As was the case with the first mole, the media has diligently regurgitated the national-security apparatus’ line that its agent’s actions were motivated by the desire to “prevent a civilian calamity,” to “give back to Canada,” etc, even as they simultaneously report facts that suggest a very different story.

The first mole claimed to have been paid $77,000 by CSIS for his services in infiltrating the Toronto “cell” and leading their terrorist training camp, and to be owed a further $300,000. These figures by themselves call into question not only the mole’s motives but also the reliability of the information he may have passed on to his paymasters. He clearly had a strong material interest in giving the security services what they wanted.

Similarly, the Globe & Mail has reported that before signing on as a police agent the second mole had been experiencing severe money problems, after several business ventures, in which he had involved his family, had gone sour. The paper pointed to a 2003 bankruptcy claim, filed by the mole’s parents, showing $26,000 in debts and only $4,000 in assets. Yet, following his disappearance shortly after the sensational June arrests, cheques began mysteriously arriving in the mailboxes of his creditors. Apparently the settling of debts was no longer a problem, suggesting that the second mole was handsomely rewarded for, and had a major pecuniary incentive in, assisting CSIS and the RCMP in securing “evidence” against the alleged Toronto terrorists.
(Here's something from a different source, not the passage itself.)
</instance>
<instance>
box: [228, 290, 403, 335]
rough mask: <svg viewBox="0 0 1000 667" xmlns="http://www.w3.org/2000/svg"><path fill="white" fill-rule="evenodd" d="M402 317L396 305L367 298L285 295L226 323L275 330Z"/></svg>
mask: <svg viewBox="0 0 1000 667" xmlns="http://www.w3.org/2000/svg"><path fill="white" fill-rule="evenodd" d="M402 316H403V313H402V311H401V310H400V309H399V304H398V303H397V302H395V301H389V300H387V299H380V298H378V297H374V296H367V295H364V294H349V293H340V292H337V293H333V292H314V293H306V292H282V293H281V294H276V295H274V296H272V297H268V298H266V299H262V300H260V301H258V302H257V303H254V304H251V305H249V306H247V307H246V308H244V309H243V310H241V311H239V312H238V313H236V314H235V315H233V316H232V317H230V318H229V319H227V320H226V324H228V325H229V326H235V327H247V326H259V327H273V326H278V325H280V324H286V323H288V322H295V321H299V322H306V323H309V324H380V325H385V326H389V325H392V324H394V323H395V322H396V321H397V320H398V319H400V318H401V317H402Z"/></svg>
It is curious that in the case of both moles their service to security forces was roughly coincident with a reputed turn towards increased religious orthodoxy. During the same period that Shaikh was on CSIS’s payroll, he was also publicly prominent as a vocal proponent of a failed attempt to convince the Ontario government to give Sharia law legal status in the settling of some family disputes. According to the Globe & Mail the second mole also evolved in a fundamentalist direction starting in 2002. The paper cited a business partner of the mole who “almost thought he was Wahabbi.”

The CBC and the Globe have refused to name the second mole, who they suggest may be in a witness-protection program, citing legislation that makes it illegal to name such national-security operatives. But the mole’s identity is undoubtedly known to some if not all the 18 accused in the alleged Toronto terror plot.

The determination of CSIS and the RCMP to keep the mole’s identity secret suggest they may be planning to take advantage of provisions of Canada’s new security laws to prevent public scrutiny of their actions. Under these provisions, in the “interests of national-security,” the public, the accused and defence counsel can be denied access to parts of the prosecution’s “proof” in terrorist cases.